Foreign Ministry spokesman Ramin Mehmanparast confirmed reports that 12 Iranian engineers working in Afghanistan have been kidnapped by the Taliban. The kidnapping took place about 435 miles west of Kabul. Five Afghans working for the same Iranian company have also been kidnapped.

Reformist journalist Nazanin Khosravani has been sentenced to six years in jail. She was arrested last November 3 at her father's home and detained until March 15. She was released after posting $540,000 bail.

Attorney Mohammad Oliaeifar was released from prison. He was arrested in April 2010, convicted of "propaganda against the political system by granting interviews" to foreign press, and sentenced to one year in prison. He was released after serving his full sentence.

More than 100 workers at Iran's long-distance communication company demonstrated in Shiraz, protesting the fact that they have not been paid for 20 months. In his most recent trip to Shiraz, Ahmadinejad had ordered the officials to pay the workers, but that has failed to happen. The workers shouted, "Life, livelihood are our inalienable rights."

Ali Asghar Sijani, director of the documentary The Appearance Is Imminent, was arrested. The documentary has been widely distributed as a DVD. It claims that Imam Mahdi, the 12th Shia Imam who disappeared over 1,000 years ago, will soon return and that Khamanei, Ahmadinejad, and Sheikh Hassan Nasrallah of Lebanese Hezbollah will be his close confidants. The documentary was widely criticized by traditionalist grand ayatollahs, but Khamenei himself has so far been silent about it.

Hundreds of University of Tehran students protested the separation of students based on gender. Since last week, male and female students have been officially separated in all of the university's essential services and facilities, such as buses and restaurants. The protesters described the new policy as an insult. To disrupt it, male and female students were riding the buses together, until the bus service was halted and the students were threatened by the school's security officials.

Fars News Agency reported that the annual budget for the Iranian year that ended on March 20 had a shortfall of close to $15 billion.

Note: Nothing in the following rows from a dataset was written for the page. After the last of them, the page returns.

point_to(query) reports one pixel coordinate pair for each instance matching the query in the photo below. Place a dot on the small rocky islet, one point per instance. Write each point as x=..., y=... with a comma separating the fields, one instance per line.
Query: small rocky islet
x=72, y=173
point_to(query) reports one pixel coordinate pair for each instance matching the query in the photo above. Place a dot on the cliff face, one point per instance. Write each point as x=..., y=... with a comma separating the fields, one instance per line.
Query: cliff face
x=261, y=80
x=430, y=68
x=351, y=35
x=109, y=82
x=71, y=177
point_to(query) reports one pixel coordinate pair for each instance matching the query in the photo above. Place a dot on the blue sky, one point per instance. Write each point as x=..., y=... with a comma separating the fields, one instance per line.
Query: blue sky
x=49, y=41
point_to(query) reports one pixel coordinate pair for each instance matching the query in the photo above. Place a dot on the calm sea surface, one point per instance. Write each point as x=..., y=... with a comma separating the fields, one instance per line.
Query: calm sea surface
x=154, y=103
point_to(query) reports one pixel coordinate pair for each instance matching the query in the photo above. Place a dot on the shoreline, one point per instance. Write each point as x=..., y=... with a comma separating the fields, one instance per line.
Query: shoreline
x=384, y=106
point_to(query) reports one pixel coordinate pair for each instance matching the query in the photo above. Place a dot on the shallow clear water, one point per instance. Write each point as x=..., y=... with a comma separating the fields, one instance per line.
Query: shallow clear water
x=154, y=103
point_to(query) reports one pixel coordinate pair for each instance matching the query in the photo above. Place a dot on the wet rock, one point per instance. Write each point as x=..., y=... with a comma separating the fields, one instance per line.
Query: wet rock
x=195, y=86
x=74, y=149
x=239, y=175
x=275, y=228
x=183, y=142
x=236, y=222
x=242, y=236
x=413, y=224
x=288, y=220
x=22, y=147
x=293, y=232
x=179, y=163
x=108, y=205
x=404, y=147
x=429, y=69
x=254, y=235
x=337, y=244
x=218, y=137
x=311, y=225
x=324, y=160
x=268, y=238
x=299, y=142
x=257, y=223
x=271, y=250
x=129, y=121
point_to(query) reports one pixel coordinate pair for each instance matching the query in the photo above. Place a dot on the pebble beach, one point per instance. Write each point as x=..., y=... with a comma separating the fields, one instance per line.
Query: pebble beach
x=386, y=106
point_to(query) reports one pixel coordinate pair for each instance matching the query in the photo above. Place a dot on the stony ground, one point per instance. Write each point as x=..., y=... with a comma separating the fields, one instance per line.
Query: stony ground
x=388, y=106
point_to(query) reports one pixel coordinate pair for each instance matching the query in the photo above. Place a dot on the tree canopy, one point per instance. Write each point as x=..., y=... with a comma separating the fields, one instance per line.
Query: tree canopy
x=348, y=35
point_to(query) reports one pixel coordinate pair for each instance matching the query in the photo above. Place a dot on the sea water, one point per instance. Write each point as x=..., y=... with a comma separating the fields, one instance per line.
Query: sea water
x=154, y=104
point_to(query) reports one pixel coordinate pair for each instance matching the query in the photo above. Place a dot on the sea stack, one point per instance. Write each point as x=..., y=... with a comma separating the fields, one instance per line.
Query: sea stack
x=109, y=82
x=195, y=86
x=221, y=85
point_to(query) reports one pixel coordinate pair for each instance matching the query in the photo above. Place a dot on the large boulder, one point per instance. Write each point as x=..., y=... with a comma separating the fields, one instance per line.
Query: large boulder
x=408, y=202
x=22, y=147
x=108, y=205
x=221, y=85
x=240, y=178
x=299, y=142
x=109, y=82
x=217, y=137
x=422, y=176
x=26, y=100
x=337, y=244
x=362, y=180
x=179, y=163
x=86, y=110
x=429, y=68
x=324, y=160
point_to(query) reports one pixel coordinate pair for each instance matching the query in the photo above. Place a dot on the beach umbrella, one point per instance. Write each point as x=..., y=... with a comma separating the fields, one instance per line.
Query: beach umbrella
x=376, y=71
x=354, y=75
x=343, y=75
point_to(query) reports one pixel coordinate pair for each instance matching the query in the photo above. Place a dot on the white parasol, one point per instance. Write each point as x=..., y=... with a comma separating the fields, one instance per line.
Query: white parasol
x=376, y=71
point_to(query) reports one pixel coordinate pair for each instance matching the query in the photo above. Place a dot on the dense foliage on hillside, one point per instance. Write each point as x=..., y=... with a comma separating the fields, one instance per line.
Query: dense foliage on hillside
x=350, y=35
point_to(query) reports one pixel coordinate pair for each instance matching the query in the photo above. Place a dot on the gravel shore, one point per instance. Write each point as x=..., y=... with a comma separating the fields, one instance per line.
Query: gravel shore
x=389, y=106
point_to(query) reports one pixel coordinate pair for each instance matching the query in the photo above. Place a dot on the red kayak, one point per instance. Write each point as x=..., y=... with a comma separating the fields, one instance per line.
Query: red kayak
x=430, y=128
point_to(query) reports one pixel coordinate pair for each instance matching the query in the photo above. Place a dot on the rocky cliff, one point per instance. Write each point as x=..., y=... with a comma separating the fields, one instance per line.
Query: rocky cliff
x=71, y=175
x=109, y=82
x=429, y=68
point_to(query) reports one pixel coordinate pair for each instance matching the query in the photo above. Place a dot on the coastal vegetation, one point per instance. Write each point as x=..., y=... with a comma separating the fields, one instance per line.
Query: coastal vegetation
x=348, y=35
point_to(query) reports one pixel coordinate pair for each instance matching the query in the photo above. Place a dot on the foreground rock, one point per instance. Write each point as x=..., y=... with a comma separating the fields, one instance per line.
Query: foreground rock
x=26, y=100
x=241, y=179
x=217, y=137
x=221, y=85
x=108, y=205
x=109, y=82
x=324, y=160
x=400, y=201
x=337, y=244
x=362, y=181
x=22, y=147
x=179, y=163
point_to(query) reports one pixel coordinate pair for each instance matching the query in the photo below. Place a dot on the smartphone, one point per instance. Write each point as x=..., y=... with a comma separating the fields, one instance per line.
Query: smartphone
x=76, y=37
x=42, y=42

According to the report, many sources of income predicted by the government did not materialize.

Major General Yahya Rahim Safavi, senior military adviser to Khamenei and former top commander of the Revolutionary Guards said, "What Saudi Arabia did by dispatching its forces to Bahrain can be used against it." He said, "What Saudi Arabia has done is against international laws and intervention in the domestic affairs of another country, which may be used against it some day."